Tüm bunlar zararsız dedikleri HAARP tesisindeki yoğun radyo frekansından bazılarıydı kuşkusuz. HAARP projesi izole olmuş bir proje değil. ABD nin uzun yıllardır üzerinde çalıştığı pek çok projeden oluşan demetin bir parçasıdır.

Haarp teknolojisi üzerine çalışma yapan ülkelere bi bakalım ilk sırada Rusya, ABD, Çin, Japonya, İngiltere var.

ABD Savunma sanayisinin kapalı bütçesinden 3. 8 trilyon dolar ayırması.

Depremler yer altında ki titreşim frekansları değiştirerek HAARP ile yapılabilir.

Sismik ( Araştırma gemisi depremle ilgili) Rus deniz altına Haarp araştırma gemisi gizli çalışma yapıyor olması da dikkatleri çekmiştir.

O dönemlerde 1989 yılında ABD'de 20 yıl içinde Türkiye çölleşecek şeklinde iklim raporu yayınlandı.

Bizim sıkıntımız teknolojiyi bilmememiz. Bilmediğimizden olsa gerek imkânsız geliyor bize. 2 kilometreden tel kesiyor lazer ile görmüyorsun bile. Bu yapılıyorsa HAARP ile insan beynini ısıtılabilir ve beyni yakar bunlar elektromanyetik transfer teknolojileri ile mümkün.

Yer çekimi var dünyada. Bizi bir şey aşağıya çekiyor. Ne çekiyor sorusuna cevap olarak bizi çeken parçacıklar deniyor. Biz onları göremiyoruz. Nötron uzay parçacıkları geçiyor içimizden şuan gözümüz bunları görmüyor.

Uzay boşluğunda bir boşluk mu var?

Uzayı dolduran kaplayan bir madde var birçok bilim adamı karanlık maddeyi çalışıyor.

Bilim adamları dünyayı ve evreni nasıl hackleriz onun derdinde. Bazıları da tanrıcılık oynuyorlar ve çok ciddi paralar harcıyorlar

1900 yıllardan sonra teknolojik çalışmalar çok hızlandı. Bütün bilgisayarlar ağ üzerinden birbirlerine bağlandı. Bizide birbirimize bağlayacaklar yakın bir zamanda

Şuan biz bilgisayarlarda bakır kullanıyoruz iletkeni düşük hızı düşük ve ısınıyor bu sebepten dolayı cihazlara fan koyuyoruz.

Peki süper iletken kablolar işin içine girince ne olacak? Işık hızında bilgisayar olacak. ABD'nin bir kısmı DNA ile bir kısmı virüsle, bir kısmı kansere odaklanmış, bir kısmı yapay zekâya, bir kısmı teknolojiye, bir kısmı askeri alanlara, son kısımda HAARP teknolojisine odaklanmış durumda.

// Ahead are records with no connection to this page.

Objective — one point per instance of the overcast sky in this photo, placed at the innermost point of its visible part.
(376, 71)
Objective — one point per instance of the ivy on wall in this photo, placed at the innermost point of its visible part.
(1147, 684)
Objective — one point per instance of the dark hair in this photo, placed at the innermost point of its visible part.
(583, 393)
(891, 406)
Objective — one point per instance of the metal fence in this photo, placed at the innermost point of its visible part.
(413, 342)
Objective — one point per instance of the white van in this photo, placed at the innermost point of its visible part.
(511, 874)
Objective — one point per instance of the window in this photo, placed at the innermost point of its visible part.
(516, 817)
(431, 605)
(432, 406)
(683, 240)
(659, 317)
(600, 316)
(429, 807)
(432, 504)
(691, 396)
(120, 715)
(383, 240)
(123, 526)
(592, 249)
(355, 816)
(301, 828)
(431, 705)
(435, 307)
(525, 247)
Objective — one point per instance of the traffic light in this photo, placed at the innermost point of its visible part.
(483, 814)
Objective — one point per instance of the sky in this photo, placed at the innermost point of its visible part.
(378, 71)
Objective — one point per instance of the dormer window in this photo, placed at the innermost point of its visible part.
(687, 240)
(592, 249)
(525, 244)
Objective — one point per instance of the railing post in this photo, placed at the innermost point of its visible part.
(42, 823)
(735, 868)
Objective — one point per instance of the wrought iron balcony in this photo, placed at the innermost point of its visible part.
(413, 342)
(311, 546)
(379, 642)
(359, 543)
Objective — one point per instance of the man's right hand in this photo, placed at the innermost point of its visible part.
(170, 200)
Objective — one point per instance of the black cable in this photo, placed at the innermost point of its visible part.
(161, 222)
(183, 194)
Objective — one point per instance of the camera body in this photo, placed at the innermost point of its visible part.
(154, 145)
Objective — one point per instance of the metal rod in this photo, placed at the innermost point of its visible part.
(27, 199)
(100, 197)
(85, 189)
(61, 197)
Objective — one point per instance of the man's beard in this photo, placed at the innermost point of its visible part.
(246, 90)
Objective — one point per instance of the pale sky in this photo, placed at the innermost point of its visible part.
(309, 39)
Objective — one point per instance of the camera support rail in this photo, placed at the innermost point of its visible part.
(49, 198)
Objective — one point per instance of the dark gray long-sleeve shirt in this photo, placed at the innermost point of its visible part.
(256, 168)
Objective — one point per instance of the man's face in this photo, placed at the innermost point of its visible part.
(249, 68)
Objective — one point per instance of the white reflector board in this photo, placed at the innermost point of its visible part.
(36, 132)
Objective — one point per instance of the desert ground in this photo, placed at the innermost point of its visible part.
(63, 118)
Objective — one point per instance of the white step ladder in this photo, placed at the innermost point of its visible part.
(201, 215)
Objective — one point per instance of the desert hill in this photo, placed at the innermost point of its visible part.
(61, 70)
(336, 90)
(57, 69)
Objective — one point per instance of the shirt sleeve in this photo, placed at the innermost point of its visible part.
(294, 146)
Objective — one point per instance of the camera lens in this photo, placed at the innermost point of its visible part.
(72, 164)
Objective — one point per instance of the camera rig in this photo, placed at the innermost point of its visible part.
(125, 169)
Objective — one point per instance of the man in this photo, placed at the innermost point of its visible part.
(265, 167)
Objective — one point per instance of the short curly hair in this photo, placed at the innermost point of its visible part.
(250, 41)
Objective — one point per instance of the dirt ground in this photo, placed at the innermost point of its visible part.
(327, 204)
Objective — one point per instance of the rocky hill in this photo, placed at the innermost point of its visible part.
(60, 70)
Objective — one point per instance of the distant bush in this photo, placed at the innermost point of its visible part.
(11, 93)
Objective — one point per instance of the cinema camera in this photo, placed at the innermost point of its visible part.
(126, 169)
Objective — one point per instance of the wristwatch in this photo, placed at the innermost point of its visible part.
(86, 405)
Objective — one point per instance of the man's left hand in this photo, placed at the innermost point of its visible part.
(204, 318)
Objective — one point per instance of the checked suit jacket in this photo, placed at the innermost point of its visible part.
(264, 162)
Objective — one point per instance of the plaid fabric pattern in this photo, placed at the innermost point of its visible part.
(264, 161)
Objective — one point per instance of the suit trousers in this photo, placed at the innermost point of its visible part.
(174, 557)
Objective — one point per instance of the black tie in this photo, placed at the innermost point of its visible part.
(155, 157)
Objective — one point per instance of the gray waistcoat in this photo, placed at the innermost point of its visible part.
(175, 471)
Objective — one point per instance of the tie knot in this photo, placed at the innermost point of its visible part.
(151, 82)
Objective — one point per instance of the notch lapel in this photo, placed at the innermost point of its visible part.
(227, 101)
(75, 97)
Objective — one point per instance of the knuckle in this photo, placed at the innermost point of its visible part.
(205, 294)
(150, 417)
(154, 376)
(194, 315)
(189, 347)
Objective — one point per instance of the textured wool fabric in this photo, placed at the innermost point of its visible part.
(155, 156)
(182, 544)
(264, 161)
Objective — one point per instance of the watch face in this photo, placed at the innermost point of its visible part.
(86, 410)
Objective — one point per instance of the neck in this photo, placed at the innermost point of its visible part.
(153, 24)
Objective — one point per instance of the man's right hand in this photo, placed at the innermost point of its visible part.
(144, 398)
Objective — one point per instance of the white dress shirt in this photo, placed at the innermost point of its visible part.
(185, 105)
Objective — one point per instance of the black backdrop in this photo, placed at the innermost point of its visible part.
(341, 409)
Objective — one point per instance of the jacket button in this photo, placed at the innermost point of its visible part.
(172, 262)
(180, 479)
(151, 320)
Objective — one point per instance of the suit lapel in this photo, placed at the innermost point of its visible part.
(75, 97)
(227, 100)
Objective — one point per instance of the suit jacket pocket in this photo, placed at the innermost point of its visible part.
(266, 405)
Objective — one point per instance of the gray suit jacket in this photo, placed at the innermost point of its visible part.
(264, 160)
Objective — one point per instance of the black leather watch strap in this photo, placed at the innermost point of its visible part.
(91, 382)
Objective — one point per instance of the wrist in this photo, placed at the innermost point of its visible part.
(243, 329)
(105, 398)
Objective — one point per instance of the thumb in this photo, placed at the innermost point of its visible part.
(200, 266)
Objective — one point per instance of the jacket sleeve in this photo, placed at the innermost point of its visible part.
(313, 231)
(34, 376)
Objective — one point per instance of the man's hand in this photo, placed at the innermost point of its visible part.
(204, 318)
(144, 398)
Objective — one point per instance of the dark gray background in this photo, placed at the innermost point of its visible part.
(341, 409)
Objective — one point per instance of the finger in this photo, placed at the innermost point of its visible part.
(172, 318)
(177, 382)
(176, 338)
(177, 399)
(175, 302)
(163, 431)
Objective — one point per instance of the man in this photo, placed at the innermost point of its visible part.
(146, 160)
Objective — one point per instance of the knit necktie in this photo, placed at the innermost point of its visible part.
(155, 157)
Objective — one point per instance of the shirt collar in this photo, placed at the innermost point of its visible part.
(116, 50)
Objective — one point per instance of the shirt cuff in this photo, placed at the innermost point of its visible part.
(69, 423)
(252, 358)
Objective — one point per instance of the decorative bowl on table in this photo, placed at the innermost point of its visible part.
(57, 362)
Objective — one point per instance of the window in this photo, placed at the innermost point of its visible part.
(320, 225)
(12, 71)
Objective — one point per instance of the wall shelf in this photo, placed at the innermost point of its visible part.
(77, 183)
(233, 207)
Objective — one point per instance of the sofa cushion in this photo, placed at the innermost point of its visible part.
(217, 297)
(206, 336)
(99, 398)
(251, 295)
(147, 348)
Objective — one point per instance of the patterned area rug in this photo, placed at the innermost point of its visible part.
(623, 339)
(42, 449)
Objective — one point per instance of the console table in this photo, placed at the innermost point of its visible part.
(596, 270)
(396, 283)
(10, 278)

Bilgi teknolojilerinde adama, bilim alanında çalışmaya, üretmeye, buluşa ihtiyacımız var. Biz üretken olursak 50 yıl sonra korkutan bir Türk nesli ortaya çıkar. Bizim tek sıkıntımız bilime yatırım yapmıyoruz. Üniversiteleri çok iyi hale getirmemiz gerekiyor. Üniversiteler bilim öğretecek ve bilim sahaya yayılacak. Bu görevi üstlenecek insanları yetiştirmemiz gerekiyor.

Biz uyanıyoruz ve daha iyi olacağız.

Unutmayalım Kİ; Tesla deneyimini başarı ile tamamlamıştır. Yapay bir deprem oluşturmuştur. Deney bittikten sonra: "İsteseydim Manhattan’ı yerle bir edebilirdim." diye açık şekilde dile getirmiştir ve yapabileceklerini ve bu proje ile bugün inanılmaz bir şekilde devam etmektedir. Bunun ismi HAARP'dır.

HAARP teknolojisi ile birçok ülkeye diz çöktürmek isteniyor. Uzaktan bir şekilde müdahale edilecek, ileriki yıllarda bizleri neler bekliyor bilmemiz gerekiyor ve bu konuda gerekli tedbirler almalı yoksa aylak aylak yeryüzünde dolaşabiliriz.